Transcriptome-Wide Association Study ( TWAS ) directly associates genes with traits to figure out trait-related signals at the transcriptome level. TWAS effectively utilizes large samples, allowing for direct association between traits and the expression of genes, which are more explicable biological units than genomic variants. TWAS helps us a deeper understanding of the complex mechanisms and regulation of various diseases and traits. Hundreds of TWAS studies have been carried out and demonstrated to be of great reference value for researchers on complex traits and diseases in recent years. There is an urgent necessity to provide an integrative resource for TWAS publications. Valuable contributions have been made in establishing TWAS database to integrate TWAS related datasets.
There is still a lack of database curating published TWAS knowledge and associations with a rapidly increasing number, which involve a wider range of data resources and improved methodologies more appropriate to corresponding datasets. Therefore, we aim to develop TWAS Atlas, a curated resource of published transcriptome-wide association studies. Unlike data-oriented databases, TWAS Atlas manually collects high-quality gene-trait associations from intensive publications. We envisage promoting readability and usability of TWAS results by combining published results from researchers worldwide, explaining the complex genetic basis and providing new targets and therapeutic directions.
The publications included in TWAS Atlas should study on human traits and contain the following information.
(1) Information about computational method/software used for TWAS, including the classic TWAS methods and their corresponding transformations such as PrediXcan, MultiXcan, FUSION, UTMOST, SMR, Summary-PrediXcan ( S-PrediXcan ) and Summary-MultiXcan ( S-MultiXcan ), and other methods for calculating gene-trait associations like linear regression models, random forest and so on.
(2) Information about gene-trait associations including p-value or effect size to indicate significance and size of effect of gene expression on trait respectively. Only relationships reported at a significant level in the publication or p-value less than 1E-4 or q-value less than 0.05 are included in TWAS Atlas. For studies without reporting p-value or only with the associations corresponded to cutoff in the publication, all of them are recorded in the atlas.
(3) Information about tissue, such as single tissue and cross-tissue, showing tissue-specific characteristics of associations in TWAS.
(1) Literature search and filter: we conduct literature search in PubMed using pre-defined keywords and publication is included in TWAS Atlas only if it contains necessary description on involved features and significant gene-trait associations.
(2) Study curation: we manually curate the study information for each qualified publication, including reported trait, tissue type, method/software and ancestry of population.

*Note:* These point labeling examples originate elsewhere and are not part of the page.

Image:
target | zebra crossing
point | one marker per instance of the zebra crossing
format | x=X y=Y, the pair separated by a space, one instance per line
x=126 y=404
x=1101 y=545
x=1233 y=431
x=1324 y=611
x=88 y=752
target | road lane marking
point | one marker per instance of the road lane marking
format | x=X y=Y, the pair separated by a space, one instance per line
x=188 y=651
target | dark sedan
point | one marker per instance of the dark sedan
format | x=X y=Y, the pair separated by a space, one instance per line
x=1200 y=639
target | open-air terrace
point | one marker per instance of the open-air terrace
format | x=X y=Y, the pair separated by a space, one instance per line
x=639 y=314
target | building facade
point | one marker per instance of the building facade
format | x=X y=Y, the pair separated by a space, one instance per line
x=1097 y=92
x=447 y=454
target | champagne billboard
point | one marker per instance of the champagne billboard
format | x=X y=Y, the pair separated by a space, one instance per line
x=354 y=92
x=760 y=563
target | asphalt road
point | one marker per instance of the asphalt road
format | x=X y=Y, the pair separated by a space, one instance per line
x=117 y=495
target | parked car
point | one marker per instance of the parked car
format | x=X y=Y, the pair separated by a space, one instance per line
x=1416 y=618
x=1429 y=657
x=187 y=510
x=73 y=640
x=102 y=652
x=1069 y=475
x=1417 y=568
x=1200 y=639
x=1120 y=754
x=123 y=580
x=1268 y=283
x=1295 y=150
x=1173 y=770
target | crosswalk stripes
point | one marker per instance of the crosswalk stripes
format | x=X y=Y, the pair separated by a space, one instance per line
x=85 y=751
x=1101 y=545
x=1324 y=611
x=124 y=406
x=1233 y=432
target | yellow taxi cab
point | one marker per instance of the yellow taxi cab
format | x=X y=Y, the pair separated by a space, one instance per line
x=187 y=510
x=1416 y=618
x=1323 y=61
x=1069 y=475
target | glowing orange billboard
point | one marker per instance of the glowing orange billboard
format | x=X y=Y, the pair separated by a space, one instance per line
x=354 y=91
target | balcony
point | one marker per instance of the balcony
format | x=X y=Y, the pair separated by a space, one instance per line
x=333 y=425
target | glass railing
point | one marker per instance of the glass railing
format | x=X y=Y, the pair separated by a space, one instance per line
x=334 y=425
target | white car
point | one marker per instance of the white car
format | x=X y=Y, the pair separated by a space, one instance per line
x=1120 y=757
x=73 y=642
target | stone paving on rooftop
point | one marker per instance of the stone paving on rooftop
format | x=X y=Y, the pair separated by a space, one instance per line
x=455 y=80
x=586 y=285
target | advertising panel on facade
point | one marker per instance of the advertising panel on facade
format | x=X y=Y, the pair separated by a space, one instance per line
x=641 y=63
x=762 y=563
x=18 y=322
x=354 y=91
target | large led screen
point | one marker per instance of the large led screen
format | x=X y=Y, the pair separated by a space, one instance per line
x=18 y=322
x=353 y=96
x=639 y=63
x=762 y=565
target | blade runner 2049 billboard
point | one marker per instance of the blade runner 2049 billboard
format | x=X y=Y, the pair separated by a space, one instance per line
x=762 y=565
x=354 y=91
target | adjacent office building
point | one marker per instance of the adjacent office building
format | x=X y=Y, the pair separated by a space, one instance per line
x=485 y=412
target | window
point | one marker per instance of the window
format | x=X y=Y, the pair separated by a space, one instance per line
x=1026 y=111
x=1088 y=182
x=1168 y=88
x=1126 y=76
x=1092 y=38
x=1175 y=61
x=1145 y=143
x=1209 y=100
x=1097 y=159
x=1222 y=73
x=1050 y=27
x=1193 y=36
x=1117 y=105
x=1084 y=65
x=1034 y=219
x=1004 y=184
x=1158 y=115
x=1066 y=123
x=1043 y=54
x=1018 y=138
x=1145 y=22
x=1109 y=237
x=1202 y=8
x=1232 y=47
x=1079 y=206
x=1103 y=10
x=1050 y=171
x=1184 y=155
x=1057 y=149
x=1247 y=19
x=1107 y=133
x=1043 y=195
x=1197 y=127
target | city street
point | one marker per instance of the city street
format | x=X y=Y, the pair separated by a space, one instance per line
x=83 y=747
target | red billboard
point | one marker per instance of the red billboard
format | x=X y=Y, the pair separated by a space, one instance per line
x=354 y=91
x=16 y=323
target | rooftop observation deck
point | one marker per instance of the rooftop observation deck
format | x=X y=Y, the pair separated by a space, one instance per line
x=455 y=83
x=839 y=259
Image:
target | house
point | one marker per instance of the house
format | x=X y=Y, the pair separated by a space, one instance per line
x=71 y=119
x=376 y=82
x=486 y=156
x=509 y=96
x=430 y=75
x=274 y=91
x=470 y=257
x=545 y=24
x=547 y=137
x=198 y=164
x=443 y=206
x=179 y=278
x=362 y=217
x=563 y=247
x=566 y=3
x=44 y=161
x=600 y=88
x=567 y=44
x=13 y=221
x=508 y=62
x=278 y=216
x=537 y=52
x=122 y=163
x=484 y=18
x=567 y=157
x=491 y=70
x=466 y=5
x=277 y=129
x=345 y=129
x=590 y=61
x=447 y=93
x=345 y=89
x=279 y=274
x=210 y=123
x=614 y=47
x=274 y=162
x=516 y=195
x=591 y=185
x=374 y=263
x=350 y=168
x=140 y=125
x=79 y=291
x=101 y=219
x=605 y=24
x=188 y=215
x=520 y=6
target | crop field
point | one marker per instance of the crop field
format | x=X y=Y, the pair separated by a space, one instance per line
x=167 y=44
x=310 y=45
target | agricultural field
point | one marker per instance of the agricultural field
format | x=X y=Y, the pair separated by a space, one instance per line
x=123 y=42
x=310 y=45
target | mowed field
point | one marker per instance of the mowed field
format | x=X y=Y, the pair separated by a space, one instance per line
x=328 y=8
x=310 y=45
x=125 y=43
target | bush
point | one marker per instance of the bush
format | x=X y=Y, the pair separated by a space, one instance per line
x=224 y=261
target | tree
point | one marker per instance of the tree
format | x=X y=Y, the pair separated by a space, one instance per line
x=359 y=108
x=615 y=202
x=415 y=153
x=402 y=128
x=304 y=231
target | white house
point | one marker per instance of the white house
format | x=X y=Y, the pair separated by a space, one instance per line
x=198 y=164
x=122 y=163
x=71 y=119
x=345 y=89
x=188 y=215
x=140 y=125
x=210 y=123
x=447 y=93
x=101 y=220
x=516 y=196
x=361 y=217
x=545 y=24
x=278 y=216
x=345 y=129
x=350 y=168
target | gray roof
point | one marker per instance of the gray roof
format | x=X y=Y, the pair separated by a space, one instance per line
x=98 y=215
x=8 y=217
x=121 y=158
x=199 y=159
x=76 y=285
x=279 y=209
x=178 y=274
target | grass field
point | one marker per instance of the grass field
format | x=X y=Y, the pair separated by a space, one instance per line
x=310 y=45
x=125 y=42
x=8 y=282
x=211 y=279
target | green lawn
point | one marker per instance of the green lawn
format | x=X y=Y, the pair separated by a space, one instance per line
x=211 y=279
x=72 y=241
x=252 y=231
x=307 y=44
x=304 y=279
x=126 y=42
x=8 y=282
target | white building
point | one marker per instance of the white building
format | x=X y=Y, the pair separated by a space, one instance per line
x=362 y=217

(3) Association collection: we further collect significant gene-trait associations ( at a significant level in the publication or p-value less than 1E-4 or q-value less than 0.05 ), including significance and size of effect of gene expression on trait. Furthermore, we integrate genome-level regulatory information about genes ( eQTLs ) in 49 human tissues from GTEx to provide more comprehensive regulatory information for trait. Detailed gene and SNP information is reannotated based on GENCODE version26 ( GRCh38 ). The standardized curation process makes TWAS Atlas a high-quality curated knowledgebase.
To unify trait name, definition and category, we newly establish a trait ontology classification system. Traits reported in the collected publications are mapped to entities to build the trait ontology. Traits in the atlas are displayed and grouped according to the mapped traits to facilitate comparability. The Experimental Factor Ontology ( EFO ) is hosted and described here. The information for each trait stored in the TWAS Atlas involves the trait name, ontology ID, description, synonyms and the terms mapped from other databases and ontologies. The detailed description of the trait is from EFO and other ontologies like the NCIT. The traits are mapped from other databases and ontologies ( e.g. ICD9/ICD10, MONDO and SNOMEDCT ). Meanwhile, we classify all the traits collected in the atlas, including four main categories ( disease, measurement, phenotypic abnormality and others ) and 41 subcategories, helping users better locate and comprehend the traits of interest.
Knowledge graph constructed in the TWAS Atlas is an interactive graph to visualize and download the association maps among variants, genes and traits.
For each available trait, the knowledge map contains two kinds of associations:
(1) Gene - trait associations, which are curated from all the publications reporting this trait. The line that connects a gene to a trait contains three aspects of information. The color of the line represents the tissue type; The size of the line represents the magnitude of the significance of the association; The dotted and solid lines represent negative correlation and positive correlation respectively.
(2) SNP - gene associations, which are downloaded and integrated from GTEx version 8. For each gene in each tissue, we clump all regulatory variants of the gene based on LD-clump strategy using swiss ( parameter --clump-p 1E-5 --clump-r2 0.1 ), with only the best variants by p-value kept first and the remaining variants in LD with it dropped.
Users can access the webpage through the database navigation bar labeled as 'Knowledge Graph'.
(1) Users should select one trait or a gene of interest at a time as the center of the current graph.
(2) Users can filter relationships based on gene type, effect direction and tissue type. SNP - gene associations whether to display or not depends on users' own needs.
(3) All nodes and lines in the graph are draggable, allowing users to adjust and download it.